MA NEL CENTRODESTRA È CRISI. Sulla stessa linea il segretario della Lega, Matteo Salvini, che ai microfoni di Radio 24 ha dichiarato: «Se lasci il tuo incarico in Regione Lombardia, che vale molto di più di tanti ministeri, evidentemente in politica non puoi più fare altro». L'interessato, per il momento, ha scritto su Facebook che si prepara a iniziare «una vita nuova». Ma Stefano Parisi, leader di Energie per l'Italia, ha messo il dito nella piaga: «Abbiamo appreso che dietro le motivazioni espresse da Maroni non ci sono ragioni personali, ma un disegno politico di Forza Italia contro la Lega. All'interesse dei lombardi si antepone purtroppo un interesse di parte, cinico e spregiudicato».

Continuo a ricevere centinaia di messaggi di persone che mi ringraziano per quello che ho fatto alla guida della Regione...

Geplaatst door Roberto Maroni op dinsdag 9 januari 2018

Quanto al Movimento 5 stelle, l'affondo di Berlusconi è arrivato puntuale: «Non hanno mai amministrato neppure un condominio e i risultati si vedono quando, come avviene a Roma, hanno delle responsabilità di gestione. Il collasso vero e proprio della nostra capitale è l’emblema di quello che succederebbe se governassero in Italia. I 5 stelle non hanno alcuna esperienza né competenza, la gran parte di loro non sa cosa significhi lavorare, ma neppure cosa significa governare. Assegnerebbero responsabilità di governo a magistrati che sono i portabandiera del peggiore giustizialismo e dell’uso politico della giustizia. Insomma, c’è da aver davvero paura. Ma noi li fermeremo».

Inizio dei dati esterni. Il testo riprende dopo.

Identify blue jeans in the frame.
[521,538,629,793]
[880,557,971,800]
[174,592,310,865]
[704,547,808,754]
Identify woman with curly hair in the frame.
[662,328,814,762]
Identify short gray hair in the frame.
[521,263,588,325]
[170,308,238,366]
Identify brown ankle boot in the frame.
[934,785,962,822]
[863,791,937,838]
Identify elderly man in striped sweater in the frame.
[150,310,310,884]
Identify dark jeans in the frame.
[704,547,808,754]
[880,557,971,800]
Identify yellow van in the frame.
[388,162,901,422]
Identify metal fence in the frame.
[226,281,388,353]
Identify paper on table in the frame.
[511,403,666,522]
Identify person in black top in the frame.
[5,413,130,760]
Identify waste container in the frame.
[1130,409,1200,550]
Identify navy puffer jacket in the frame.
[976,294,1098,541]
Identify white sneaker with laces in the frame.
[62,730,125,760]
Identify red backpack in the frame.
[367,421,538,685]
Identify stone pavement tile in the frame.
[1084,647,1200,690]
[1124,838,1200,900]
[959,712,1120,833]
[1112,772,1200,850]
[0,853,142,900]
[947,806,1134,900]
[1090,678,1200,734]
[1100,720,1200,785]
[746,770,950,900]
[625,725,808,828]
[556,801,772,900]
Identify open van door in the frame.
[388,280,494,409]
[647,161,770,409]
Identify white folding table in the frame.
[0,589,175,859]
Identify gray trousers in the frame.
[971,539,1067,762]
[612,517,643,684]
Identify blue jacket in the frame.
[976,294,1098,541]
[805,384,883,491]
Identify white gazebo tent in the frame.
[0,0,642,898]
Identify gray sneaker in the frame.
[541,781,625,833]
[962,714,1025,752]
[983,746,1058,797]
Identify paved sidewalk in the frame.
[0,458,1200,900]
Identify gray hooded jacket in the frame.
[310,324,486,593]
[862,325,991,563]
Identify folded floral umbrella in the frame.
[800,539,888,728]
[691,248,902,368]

NO ALLE LARGHE INTESE COL PD. Smentita anche l'ipotesi di un futuro governo di larghe intese con il Pd di Renzi: «Siamo assolutamente contro le larghe intese. Finché non ci sarà una maggioranza in grado di esprimere un nuovo governo, ovviamente andrà avanti il governo Gentiloni. È una semplice constatazione tecnica, non un giudizio politico. Il problema non si porrà. Avremo la maggioranza noi».

LA STIMA PER MARIO DRAGHI. Infine, un attestato di stima al governatore della Bce Mario Draghi: «Magari, magari, a chi non piacerebbe avere Mario Draghi alla guida dell’Economia? Ma io non l’ho candidato e non voglio che su questa cosa vengano fatte delle strumentalizzazioni. Ho fatto il nome di Draghi per indicare il profilo di un futuro, possibile, ministro del governo di centrodestra. Non mi risulta purtroppo che il presidente della Bce sia interessato ad avere un ruolo di governo».